19 And it shall be if one shall hear the words of this curse, and shall flatter himself in his heart, saying, Let good happen to me, for I will walk in the error of my heart, lest the sinner destroy the guiltless with [him]:
“Bu andın sözlerini duyup da kimse kendi kendini kutlamasın ve, ‘Kendi isteklerim uyarınca yaşasam da güvenlikte olurum’ diye düşünmesin. Bu herkese yıkım getirir.
20 God shall by no means be willing to pardon him, but then the wrath of the Lord and his jealousy shall flame out against that man; and all the curses of this covenant shall attach themselves to him, which are written in this book, and the Lord shall blot out his name from under heaven.
RAB böyle birini bağışlamak istemez. RAB'bin öfkesi ve kıskançlığı o kişiye karşı alevlenecek. Bu kitapta yazılı bütün lanetler başına yağacak ve RAB onun adını göğün altından silecektir.
21 And the Lord shall separate that man for evil of all the children of Israel, according to all the curses of the covenant that are written in the book of this law.
Bu Yasa Kitabı'nda yazılı antlaşmada yer alan bütün lanetler uyarınca, RAB onu felakete uğraması için İsrail'in bütün oymakları arasından ayıracaktır.
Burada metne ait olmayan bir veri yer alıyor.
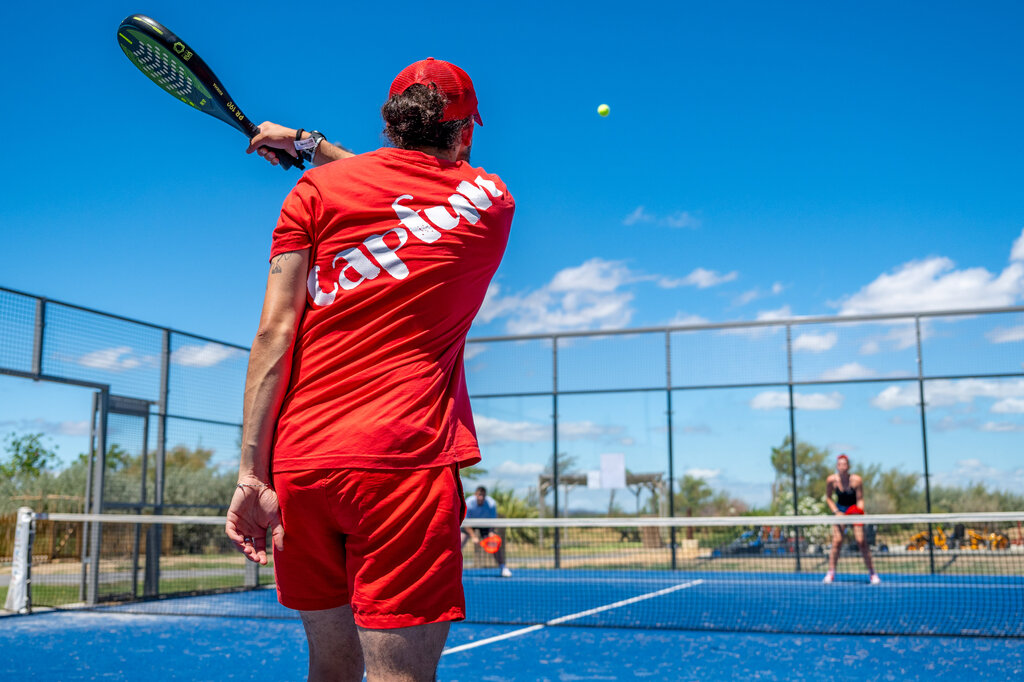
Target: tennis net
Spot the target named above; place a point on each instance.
(940, 573)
22 And another generation shall say—even your sons who shall rise up after you, and the stranger who shall come from a land afar off, and shall see the plagues of that land and their diseases, which the Lord has sent upon it,
“Sizden sonraki kuşak, çocuklarınız ve uzak ülkeden gelen yabancılar ülkenizin uğradığı belaları, RAB'bin ülkeye gönderdiği hastalıkları görecekler.
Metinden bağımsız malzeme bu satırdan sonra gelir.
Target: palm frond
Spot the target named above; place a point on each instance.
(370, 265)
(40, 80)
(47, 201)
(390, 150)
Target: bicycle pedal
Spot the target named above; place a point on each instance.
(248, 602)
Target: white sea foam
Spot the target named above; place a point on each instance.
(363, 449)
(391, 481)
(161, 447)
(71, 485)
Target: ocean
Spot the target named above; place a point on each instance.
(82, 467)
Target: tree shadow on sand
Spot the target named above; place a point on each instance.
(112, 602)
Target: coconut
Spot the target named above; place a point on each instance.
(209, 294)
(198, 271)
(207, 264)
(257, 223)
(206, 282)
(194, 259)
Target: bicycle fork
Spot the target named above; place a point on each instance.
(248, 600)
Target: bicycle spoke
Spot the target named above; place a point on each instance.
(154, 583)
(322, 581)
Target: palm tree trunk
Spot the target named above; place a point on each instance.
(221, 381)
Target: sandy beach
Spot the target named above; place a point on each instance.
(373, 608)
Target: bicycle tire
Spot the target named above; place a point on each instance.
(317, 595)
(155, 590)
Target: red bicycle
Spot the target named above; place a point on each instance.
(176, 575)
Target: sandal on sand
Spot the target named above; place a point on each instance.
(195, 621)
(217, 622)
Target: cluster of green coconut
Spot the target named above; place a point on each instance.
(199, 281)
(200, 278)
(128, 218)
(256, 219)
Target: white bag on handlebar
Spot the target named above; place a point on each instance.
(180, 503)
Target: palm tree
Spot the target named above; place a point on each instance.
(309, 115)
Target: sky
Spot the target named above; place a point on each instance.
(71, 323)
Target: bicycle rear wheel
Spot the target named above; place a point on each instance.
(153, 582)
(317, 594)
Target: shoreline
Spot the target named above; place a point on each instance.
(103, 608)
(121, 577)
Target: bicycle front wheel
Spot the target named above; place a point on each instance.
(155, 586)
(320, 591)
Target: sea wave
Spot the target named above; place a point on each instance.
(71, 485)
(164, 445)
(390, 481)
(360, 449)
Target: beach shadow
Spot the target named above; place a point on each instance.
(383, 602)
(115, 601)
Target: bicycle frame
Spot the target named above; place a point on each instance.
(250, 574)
23 brimstone and burning salt, (the whole land shall not be sown, neither shall any green thing spring, nor rise upon it, as Sodom and Gomorrha were overthrown, Adama and Seboim, which the Lord overthrew in his wrath and anger: )—
Bütün ülke yanacak, tuz ve kükürtle örtülecek; tohum ekilmeyecek, filiz sürmeyecek, ot bitmeyecek. Ülke RAB'bin kızgın öfkesiyle yerle bir ettiği Sodom, Gomora, Adma ve Sevoyim gibi yıkıma uğrayacak.
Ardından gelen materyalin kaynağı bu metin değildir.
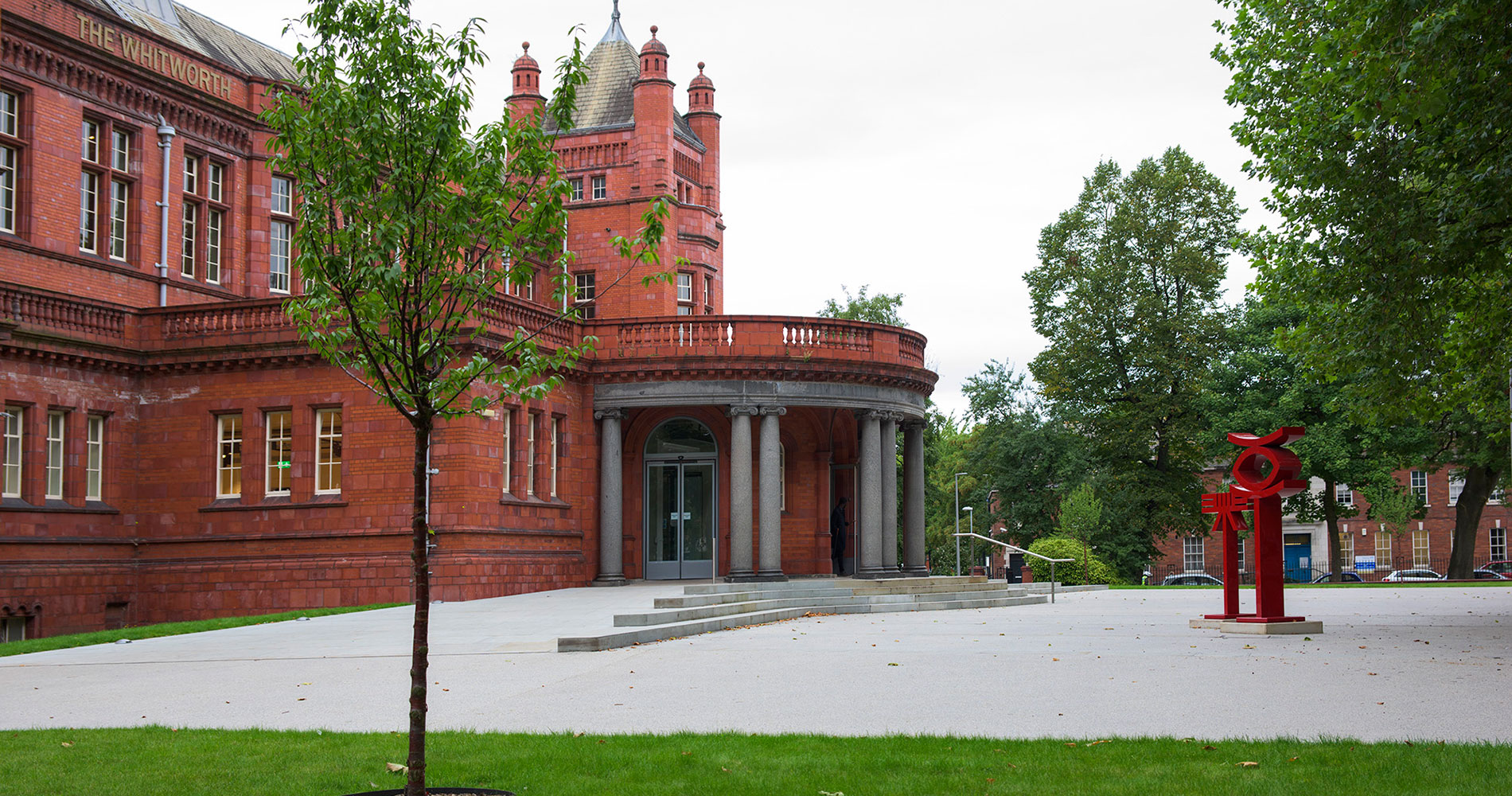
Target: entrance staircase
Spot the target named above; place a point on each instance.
(708, 607)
24 and all the nations shall say, Why has the Lord done thus to this land? what [is] this great fierceness of anger?
Bütün uluslar, ‘RAB bu ülkeye neden bunu yaptı?’ diye soracaklar, ‘Bu büyük öfke neden alevlendi?’
25 And [men] shall say, Because they forsook the covenant of the Lord God of their fathers, the things which he appointed to their fathers, when he brought them out of the land of Egypt:
“Yanıt şöyle olacak: ‘Atalarının Tanrısı RAB kendilerini Mısır'dan çıkardığında onlarla yaptığı antlaşmayı bıraktılar.
26 and they went and served other gods, which they knew not, neither did he assign [them] to them.
Tanımadıkları, RAB'bin kendilerine pay olarak vermediği başka ilahlara yöneldiler; onlara tapıp önlerinde eğildiler.
27 And the Lord was exceedingly angry with that land to bring upon it according to all the curses which are written in the book of this law.
İşte bu yüzden RAB'bin öfkesi bu ülkeye karşı alevlendi; bu kitapta yazılı bütün lanetleri oraya yağdırdı.
28 And the Lord removed them from their land in anger, and wrath, and very great indignation, and cast them out into another land as at present.
RAB büyük kızgınlıkla, şiddetli öfkeyle onları ülkelerinden söküp attı; bugün olduğu gibi başka ülkeye sürdü.’
29 The secret things [belong] to the Lord our God, but the things that are revealed [belong] to us and to our children for ever, to do all the words of this law.
“Gizlilik Tanrımız RAB'be özgüdür. Ama bu yasanın bütün sözlerine uymamız için açığa çıkarılanlar sonsuza dek bize ve çocuklarımıza aittir.”